I work as an independent DevOps and cloud engineer
and today I want to discuss with you how
to build universal CI CD pipelines.
Let's see our agenda. We will first start
by giving you a little bit of history, how I came up with the idea,
and then we will focus on the definition of some terms
to follow up with what are the core principle of
universal CICD pipelines. Then I
will just give you what I
just tell you what I learned throughout the process and
we will just taking from what
we will share together how you can go further with
the same ideas a little bit about the
history behind all of this. As a DevOps engineer, we are quite oftentimes
tasked to create CI CD pipelines. Things to
streamline the software delivery and to continuously
improve the quality and the security of our software. The thing I realized
throughout my experience after creating a lot of CI CD
pipelines is that things
are quite similar in the manifest we
wrote and someday something started to
shape in my mind. Let's see together here you
have two manifests coming from two tools to
do CI CD. The first one is a Jenkins
file and the second one is the manifest file.

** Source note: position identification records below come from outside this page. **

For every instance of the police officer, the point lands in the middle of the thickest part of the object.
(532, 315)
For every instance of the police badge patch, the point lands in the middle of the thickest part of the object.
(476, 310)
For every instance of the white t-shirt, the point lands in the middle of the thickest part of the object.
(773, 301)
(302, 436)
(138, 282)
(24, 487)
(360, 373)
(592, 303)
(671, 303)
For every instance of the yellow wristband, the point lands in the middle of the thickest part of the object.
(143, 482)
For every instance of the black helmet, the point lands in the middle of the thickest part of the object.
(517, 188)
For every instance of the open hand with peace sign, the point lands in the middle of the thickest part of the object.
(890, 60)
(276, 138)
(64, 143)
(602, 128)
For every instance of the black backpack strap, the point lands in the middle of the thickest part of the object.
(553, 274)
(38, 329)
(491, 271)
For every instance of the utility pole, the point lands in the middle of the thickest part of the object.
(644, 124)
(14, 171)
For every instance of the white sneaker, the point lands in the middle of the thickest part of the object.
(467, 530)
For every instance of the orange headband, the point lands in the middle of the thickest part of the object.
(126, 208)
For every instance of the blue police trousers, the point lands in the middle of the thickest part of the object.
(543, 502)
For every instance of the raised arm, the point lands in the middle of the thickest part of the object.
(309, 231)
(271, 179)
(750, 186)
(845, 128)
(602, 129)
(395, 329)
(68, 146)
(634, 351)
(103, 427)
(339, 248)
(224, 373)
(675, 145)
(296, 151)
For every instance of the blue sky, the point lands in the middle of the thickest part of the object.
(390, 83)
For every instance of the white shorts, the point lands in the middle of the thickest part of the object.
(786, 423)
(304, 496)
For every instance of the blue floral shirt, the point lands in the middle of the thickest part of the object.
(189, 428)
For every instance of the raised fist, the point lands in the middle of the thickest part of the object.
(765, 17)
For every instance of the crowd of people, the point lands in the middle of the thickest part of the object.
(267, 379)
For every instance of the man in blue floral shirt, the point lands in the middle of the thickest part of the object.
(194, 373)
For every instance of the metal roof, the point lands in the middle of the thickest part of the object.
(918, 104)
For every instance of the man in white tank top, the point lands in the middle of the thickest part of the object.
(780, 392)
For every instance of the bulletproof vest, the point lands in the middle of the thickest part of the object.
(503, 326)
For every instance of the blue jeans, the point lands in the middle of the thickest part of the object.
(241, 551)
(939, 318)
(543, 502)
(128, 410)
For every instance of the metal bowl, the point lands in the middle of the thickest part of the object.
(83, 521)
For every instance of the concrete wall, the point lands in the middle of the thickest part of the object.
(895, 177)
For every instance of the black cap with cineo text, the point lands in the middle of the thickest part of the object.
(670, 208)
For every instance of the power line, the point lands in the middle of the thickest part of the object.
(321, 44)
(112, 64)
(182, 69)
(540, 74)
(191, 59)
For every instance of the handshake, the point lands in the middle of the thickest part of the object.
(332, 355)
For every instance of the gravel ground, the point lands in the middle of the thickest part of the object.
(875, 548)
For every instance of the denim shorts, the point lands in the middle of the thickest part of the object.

The workflow manifest file from GitHub actions.
I give you like one or 2 seconds
to just see if something come up.
When you see those two manifest,
I hope you realize that when you remove the noise,
we are only left with name of stages and
actions and those two manifest files
look quite the same. Let's take another example
with a manifest file from GitLab CI same thing,
stages and actions. So we could agree that
if you have a way or a DSL to express
only the intent, maybe a tool could be
able to generate the noise and thus all
those manifest files. I want to give you a disclaimer.
Those ideas are free to use everywhere,
so don't hesitate to copy and
steal from those ideas because I really think that
they will provide value. Let's see some definitions.
I know everyone knows the definition of
CICD. CICD stands for continuously
integration and continuous delivery. Sometimes we
use continuous deployment to include
in CI CD, but those practices
are very separated. But throughout the talk when I said
CICD, feel free to think about the tree.
So continuous integration, continuous delivery and
continuous deployment let's see the definition of CI CD pipeline.
A CI CD pipelines is a workflow first triggered
by any means to automate every steps or activities involved
in the delivery of a fit for purpose, that is
functional requirements and fit for use nonfunctional requirements
software. Sometimes CI CD pipelines look
like this. You have a trigger. The trigger makes
sure it's done. You come up with the source stage
and then the build stage. We do some tasked here.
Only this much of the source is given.